On Thu, 2022-09-01 at 12:21 -0400, Chris Murphy wrote:
On Thu, Sep 1, 2022, at 4:40 AM, Richard Brown wrote:
Pinning versions only works if its only the versions being changed that caused the problem.
One of the reasons btrfs snapshots beats every other automatic healing mechanism is that they also capture unexpected behaviour, such as issues caused by rpm scripts.
Sure but I'm not suggesting the end to snapshots in the system root. I assume rpm scripts that could cause issues only target the system root, not $BOOT. And if scripts can act on $BOOT, I think it's limited to that of adding or removing vmlinuz, initrd, and bootloader config.
If that assumption is wrong, then I need to know more about how $BOOT is being modified, and I'm likely to be pretty skeptical of any sort of complexity. The whole idea of Boot Loader Spec is keeping things simple, almost to the point of silliness (which happens to be one of the more common arguments against BLS, funny enough).
Your assumption is wrong. Any rpm is installed as root. Any rpm can introduce new modules which result in modifications to /boot. Any rpm script can modify whathever it wants. No restriction we could impose in our own packaging would translate to 3rd parties. 3rd party kernel modules are, despite the wishes of the Kernel development community, used by a large proportion of Linux users. Therefore any rollback mechanism needs to suspect unexpected alterations to /boot, hence why our typical btrfs snapshotting approach integrates it as part of the whole system.
No, I really think the solution is simplicity via constraints, and holding distros accountable to the spec. If the spec is lacking in clarity about proper or improper behaviors, we need to get that added into the spec itself.
Constraints cannot be imposed on 3rd parties, but 3rd party kernel modules are a thing, as already mentioned.
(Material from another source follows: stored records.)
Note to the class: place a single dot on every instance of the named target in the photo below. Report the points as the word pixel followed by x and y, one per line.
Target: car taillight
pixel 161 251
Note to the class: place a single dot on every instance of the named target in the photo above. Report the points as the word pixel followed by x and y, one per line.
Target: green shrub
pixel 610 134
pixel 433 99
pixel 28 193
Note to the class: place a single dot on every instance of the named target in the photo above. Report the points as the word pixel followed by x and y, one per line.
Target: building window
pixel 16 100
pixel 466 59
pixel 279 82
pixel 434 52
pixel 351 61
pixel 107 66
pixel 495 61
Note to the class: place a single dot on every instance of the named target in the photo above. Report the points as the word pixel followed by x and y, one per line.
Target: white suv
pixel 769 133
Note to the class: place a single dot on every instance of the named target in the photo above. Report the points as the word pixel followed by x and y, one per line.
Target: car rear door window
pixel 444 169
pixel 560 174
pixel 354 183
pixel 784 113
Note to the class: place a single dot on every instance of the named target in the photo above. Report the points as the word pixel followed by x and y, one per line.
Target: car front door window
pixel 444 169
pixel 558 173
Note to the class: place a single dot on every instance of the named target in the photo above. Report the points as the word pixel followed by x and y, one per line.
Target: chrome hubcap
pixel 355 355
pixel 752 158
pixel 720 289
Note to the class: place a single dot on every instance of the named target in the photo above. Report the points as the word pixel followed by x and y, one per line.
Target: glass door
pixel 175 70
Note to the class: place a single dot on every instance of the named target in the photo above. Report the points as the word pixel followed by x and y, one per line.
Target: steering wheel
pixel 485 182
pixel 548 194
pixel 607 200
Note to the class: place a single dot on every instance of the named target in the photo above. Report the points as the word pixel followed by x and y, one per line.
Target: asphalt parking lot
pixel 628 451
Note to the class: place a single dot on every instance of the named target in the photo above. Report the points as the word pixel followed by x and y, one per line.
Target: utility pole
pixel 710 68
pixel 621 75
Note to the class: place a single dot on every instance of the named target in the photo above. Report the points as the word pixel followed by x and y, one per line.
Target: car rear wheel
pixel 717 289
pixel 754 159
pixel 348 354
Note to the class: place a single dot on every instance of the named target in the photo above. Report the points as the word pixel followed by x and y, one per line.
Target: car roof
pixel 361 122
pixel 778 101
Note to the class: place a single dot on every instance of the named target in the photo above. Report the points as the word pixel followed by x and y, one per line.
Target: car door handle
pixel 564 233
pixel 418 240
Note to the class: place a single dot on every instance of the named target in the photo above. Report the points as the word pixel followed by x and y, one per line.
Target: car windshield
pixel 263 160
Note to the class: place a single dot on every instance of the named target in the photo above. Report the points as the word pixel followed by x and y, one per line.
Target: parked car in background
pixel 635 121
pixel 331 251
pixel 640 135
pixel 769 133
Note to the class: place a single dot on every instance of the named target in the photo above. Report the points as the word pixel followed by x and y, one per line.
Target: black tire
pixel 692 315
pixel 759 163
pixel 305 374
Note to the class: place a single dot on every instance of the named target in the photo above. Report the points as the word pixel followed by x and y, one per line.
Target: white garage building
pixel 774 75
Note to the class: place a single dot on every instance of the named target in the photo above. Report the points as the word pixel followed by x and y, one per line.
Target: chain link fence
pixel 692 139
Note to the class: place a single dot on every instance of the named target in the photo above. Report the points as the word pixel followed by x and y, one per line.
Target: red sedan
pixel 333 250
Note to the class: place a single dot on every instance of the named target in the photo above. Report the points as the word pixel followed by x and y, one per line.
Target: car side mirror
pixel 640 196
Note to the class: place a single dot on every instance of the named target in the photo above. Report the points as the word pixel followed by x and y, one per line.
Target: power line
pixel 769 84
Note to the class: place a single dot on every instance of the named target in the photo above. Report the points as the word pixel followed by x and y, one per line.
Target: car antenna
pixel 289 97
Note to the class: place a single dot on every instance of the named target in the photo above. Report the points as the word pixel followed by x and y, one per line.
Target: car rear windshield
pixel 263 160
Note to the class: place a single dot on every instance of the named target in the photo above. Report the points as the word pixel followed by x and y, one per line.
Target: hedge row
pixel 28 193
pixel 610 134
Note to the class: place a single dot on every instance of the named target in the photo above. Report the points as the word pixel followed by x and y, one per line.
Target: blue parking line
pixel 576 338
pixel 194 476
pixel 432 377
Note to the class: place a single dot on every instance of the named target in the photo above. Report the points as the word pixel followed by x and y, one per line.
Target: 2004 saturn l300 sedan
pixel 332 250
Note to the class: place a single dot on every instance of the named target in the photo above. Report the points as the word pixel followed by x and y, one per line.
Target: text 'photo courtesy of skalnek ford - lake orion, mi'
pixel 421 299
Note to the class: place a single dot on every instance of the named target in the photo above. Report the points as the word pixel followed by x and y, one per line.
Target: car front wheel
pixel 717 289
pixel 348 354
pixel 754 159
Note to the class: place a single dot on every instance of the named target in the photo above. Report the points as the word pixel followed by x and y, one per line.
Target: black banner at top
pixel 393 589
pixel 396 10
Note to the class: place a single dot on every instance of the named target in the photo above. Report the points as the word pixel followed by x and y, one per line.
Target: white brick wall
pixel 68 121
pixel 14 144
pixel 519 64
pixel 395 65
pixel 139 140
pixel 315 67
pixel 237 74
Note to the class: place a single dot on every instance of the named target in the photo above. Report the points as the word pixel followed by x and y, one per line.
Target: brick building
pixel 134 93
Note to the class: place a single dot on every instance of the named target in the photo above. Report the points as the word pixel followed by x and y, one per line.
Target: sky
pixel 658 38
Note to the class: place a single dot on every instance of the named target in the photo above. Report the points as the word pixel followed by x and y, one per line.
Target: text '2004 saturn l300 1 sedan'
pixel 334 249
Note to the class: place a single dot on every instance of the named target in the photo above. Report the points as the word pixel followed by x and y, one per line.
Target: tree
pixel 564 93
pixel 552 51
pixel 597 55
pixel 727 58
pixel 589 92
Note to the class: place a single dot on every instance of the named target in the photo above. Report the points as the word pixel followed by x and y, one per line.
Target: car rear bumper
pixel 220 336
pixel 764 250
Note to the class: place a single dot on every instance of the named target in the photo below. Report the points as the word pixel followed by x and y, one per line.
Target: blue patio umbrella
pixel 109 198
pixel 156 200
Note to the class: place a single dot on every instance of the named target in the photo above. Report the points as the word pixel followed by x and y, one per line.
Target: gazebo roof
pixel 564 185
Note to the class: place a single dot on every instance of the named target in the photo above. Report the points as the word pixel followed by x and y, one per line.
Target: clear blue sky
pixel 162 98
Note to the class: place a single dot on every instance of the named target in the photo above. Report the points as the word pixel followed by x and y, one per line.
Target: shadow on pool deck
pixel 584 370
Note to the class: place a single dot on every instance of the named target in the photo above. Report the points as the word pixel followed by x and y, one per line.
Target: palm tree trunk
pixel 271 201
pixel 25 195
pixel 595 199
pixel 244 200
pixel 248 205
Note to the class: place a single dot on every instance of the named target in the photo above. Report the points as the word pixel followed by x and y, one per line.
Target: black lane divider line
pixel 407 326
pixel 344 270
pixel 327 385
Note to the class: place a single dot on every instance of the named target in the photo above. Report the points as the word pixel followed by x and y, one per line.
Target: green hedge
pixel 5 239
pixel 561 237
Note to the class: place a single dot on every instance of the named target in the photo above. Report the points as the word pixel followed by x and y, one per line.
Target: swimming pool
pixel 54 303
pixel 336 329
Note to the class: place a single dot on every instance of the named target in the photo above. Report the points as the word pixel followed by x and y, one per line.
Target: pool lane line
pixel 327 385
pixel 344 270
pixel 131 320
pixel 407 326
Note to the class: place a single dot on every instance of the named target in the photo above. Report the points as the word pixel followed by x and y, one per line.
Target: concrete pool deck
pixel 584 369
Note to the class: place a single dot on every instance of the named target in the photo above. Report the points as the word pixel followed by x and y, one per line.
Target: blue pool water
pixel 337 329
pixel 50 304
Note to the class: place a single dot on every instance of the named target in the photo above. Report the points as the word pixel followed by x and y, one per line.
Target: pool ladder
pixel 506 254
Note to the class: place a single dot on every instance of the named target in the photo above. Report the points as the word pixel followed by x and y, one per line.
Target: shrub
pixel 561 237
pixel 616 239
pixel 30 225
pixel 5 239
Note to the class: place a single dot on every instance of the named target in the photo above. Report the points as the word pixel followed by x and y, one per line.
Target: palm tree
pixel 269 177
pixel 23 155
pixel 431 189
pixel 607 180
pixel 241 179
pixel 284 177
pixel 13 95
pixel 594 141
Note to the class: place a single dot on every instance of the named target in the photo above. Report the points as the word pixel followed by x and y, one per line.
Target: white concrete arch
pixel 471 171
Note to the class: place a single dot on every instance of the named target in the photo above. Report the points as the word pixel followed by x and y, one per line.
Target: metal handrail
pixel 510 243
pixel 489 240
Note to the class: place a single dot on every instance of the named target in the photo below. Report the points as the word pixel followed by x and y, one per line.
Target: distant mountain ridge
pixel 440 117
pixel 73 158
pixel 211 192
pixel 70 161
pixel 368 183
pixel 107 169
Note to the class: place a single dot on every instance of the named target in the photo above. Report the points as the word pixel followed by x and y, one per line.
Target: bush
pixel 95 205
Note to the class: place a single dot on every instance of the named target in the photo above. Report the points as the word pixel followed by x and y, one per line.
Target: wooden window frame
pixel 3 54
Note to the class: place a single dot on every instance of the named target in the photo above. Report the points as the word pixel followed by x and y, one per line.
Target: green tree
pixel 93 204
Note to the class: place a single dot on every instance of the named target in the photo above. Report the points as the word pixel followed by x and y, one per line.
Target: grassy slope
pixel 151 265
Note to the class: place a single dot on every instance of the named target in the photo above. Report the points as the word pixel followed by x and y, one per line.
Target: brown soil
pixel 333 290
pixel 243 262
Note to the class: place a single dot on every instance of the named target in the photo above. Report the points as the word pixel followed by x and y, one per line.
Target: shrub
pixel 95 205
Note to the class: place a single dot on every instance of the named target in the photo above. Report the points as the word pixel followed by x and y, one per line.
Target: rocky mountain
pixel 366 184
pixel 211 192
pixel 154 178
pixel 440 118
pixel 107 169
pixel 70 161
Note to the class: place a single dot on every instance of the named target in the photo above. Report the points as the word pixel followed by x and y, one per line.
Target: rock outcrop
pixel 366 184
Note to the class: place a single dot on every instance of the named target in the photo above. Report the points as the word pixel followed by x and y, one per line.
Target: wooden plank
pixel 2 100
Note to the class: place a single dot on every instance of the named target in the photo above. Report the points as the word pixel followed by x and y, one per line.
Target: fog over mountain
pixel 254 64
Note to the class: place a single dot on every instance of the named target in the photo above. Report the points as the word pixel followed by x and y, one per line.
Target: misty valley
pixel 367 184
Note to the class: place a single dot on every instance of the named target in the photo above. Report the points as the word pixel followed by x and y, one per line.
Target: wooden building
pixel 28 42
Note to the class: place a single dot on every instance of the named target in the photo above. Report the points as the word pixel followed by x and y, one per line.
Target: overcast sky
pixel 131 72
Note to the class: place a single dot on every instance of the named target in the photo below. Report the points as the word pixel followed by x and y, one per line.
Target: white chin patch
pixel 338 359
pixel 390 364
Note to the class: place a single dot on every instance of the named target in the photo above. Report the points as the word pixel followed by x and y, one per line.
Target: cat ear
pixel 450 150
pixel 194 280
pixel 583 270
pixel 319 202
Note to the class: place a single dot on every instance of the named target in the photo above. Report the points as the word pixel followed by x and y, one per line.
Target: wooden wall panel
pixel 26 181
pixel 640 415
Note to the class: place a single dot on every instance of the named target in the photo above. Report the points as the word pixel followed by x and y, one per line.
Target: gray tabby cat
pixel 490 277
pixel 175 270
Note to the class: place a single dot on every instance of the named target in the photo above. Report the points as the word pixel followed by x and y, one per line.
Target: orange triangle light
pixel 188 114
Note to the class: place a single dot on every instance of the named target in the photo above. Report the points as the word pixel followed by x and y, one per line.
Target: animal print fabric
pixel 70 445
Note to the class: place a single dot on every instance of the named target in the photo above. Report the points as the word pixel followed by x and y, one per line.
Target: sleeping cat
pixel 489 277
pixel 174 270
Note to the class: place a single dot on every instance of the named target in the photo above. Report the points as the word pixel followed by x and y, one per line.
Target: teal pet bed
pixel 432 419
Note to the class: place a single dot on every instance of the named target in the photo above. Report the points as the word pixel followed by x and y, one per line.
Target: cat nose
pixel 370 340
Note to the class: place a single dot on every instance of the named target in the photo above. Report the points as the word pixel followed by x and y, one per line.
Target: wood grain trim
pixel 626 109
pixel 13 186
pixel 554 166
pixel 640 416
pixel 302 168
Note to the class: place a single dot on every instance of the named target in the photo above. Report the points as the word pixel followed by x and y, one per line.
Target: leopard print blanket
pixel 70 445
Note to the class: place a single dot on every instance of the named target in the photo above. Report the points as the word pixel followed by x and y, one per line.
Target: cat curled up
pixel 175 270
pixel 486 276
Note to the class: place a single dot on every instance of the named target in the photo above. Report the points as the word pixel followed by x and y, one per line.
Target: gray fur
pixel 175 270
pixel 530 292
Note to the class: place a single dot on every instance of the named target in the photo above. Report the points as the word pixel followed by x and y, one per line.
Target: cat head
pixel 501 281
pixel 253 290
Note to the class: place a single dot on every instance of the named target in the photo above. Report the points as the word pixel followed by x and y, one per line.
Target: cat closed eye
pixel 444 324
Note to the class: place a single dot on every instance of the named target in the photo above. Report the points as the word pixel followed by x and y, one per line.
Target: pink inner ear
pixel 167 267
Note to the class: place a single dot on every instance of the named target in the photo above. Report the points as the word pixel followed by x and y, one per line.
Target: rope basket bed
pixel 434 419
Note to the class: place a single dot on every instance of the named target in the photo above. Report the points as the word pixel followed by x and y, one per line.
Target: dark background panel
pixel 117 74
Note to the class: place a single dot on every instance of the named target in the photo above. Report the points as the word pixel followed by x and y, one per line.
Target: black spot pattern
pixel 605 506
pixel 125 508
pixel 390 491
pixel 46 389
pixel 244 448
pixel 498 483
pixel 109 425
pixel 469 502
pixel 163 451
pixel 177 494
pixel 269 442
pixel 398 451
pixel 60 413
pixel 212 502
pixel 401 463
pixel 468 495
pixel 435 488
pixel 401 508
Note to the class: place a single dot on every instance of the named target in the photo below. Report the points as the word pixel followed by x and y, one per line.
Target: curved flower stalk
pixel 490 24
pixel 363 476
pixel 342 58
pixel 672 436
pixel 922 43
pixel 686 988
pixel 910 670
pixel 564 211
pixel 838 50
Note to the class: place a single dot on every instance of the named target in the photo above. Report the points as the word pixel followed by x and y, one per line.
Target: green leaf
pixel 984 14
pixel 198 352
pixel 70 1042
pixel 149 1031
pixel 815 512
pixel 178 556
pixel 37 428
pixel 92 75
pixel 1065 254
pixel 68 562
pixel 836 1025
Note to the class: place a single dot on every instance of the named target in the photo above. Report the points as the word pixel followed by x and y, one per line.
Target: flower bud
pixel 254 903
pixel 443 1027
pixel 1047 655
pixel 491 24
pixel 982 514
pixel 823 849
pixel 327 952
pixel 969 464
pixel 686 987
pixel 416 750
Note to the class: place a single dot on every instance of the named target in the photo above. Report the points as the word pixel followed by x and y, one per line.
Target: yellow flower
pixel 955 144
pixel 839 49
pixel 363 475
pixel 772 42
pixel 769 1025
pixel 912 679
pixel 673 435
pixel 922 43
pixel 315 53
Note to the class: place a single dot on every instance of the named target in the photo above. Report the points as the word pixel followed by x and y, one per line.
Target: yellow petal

Are you really going to tell everyone they cant have NVIDIA drivers any more?
As a MicroOS fan, I might say that such long uptimes are stupid and best avoided, but I'm also well aware that such long uptimes are VERY common among our userbase, especially on the enterprise side of things.
So, yeah, we need months of snapshots as long as their are months of potential boot-breaking changes which have not been validated by a boot.
OK but would you expect to need to retain 3 kernels for these use case? 30? 300? I still think that question goes back to the loss of pooling with Btrfs, and how to properly estimate the size $BOOT needs to be.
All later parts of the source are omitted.